Mi Bar

Paco miró desde la barra, nadie, nada, ni un solo cliente, ni tan siquiera los parroquianos. Invierno, sí, pero tanto no. La pandemia, la puñetera pandemia. ¿Ahorros? No. Nada.

              El compresor del frigorífico saltó, se asustó un poco, desde que abrió el bar era la primera que lo oía, la primera vez que el silencio era todo, denso como solo el que lo oye sabe.

              Miró a la calle, ni tan siquiera los gatos. Ocho veladores, ahora dos solo. Distancia social. Sonrió. Pero el estómago se lo devolvió revolviéndose.

              ¿Cuánto tiempo más?, suspiró profundamente.
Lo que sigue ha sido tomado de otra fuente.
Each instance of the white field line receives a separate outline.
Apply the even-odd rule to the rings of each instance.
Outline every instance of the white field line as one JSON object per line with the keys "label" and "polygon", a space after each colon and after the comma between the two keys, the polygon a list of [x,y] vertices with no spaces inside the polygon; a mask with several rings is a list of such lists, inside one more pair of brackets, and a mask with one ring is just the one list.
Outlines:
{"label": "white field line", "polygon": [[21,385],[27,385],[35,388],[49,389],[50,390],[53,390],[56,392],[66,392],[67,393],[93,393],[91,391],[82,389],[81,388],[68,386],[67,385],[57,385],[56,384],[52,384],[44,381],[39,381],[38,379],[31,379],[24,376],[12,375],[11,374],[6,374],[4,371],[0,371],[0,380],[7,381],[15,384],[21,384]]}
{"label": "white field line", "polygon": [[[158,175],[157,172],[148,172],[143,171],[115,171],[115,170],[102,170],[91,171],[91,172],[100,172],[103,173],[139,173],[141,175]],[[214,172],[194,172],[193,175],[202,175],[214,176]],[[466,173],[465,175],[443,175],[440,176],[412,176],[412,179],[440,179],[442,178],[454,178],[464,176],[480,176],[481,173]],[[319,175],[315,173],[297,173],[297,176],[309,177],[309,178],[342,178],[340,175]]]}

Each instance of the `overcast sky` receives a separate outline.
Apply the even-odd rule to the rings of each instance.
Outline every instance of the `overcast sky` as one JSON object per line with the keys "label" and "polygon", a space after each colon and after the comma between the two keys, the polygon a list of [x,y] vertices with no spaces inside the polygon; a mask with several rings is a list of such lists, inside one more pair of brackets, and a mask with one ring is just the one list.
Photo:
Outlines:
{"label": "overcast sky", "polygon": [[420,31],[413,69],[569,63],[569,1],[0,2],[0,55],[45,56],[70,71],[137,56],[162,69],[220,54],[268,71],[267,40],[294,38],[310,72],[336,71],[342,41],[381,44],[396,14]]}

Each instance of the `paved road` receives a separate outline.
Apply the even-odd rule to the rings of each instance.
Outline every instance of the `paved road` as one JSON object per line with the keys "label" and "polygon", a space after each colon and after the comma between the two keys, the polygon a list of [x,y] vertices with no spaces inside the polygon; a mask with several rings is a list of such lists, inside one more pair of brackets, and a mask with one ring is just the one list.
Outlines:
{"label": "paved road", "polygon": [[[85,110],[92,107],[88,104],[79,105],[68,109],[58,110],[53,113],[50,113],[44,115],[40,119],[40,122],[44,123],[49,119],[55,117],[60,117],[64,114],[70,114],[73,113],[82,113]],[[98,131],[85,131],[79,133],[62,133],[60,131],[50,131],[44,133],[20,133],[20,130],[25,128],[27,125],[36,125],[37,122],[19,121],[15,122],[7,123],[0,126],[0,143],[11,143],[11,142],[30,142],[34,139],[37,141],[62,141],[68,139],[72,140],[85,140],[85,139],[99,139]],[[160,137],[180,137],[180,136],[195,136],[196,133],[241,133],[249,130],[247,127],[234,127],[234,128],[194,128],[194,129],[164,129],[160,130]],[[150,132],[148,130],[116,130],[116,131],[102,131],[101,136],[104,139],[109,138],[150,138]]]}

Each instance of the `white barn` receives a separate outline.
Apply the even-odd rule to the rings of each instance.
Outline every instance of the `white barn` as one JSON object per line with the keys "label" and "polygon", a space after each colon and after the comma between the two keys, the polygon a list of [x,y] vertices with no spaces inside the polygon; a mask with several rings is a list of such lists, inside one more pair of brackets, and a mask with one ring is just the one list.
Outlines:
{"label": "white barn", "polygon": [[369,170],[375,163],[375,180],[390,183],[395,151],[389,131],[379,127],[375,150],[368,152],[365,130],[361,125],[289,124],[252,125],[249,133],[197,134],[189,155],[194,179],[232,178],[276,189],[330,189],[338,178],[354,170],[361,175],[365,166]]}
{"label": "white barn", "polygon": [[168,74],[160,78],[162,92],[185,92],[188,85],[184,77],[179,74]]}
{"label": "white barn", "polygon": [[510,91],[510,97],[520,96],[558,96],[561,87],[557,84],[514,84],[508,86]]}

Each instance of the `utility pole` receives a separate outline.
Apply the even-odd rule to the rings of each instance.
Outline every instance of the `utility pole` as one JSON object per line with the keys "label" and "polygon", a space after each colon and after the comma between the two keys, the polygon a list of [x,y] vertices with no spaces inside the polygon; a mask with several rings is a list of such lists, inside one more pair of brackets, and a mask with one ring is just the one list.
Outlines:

Poco, las joyas de la Ceci habían desaparecido, unas empeñadas, otras… a saber, el coche en lo de la tele. Prometer mucho, pagar, poco, coche con cuarenta mil kilómetros, dos años y por él, una piruleta. ¿Qué hacer?, nada queda, todo es, pero nada queda.

              Y la niña llora en casa. Las cosas iban bien, ahora es el momento y la niña llora, y Cecilia llora, la que pidió que dejara el camión, que lo pusiera todo en el bar, por amor, para que no reventara, ahora, ¿Qué queda?

              Quéjate al maestro armero. ¿Ayudas? Manos al cuello. Grandes gestos. Poco cobre. Putos políticos, ninguno cerrará su bar, el que le hizo ver la vida con ilusión. Puta vida, mejor robar que trabajar, en la tele, los de chaqueta, ninguno pasa hambre.

              Ayuda… y más ayuda… nada llega, solo las facturas, las de la carne que se hubo de tirar, las de los barriles que no se tiran, las de… todo.

              Cierra la persiana, el ruido suena a perenne, a siempre así, y se le vuelve a encoger el corazón, mira las mesas encadenadas, todo está bien, todo está mal. Cierra. Camina.

              Los policías que levantan la mano. Mira el reloj. Sonríe. Treinta minutos más tarde que la hora de confinamiento. Puta vida. Mira al cielo. Le cae un copo en la cara. Nieva. Vuelve a sonreír. Puta vida.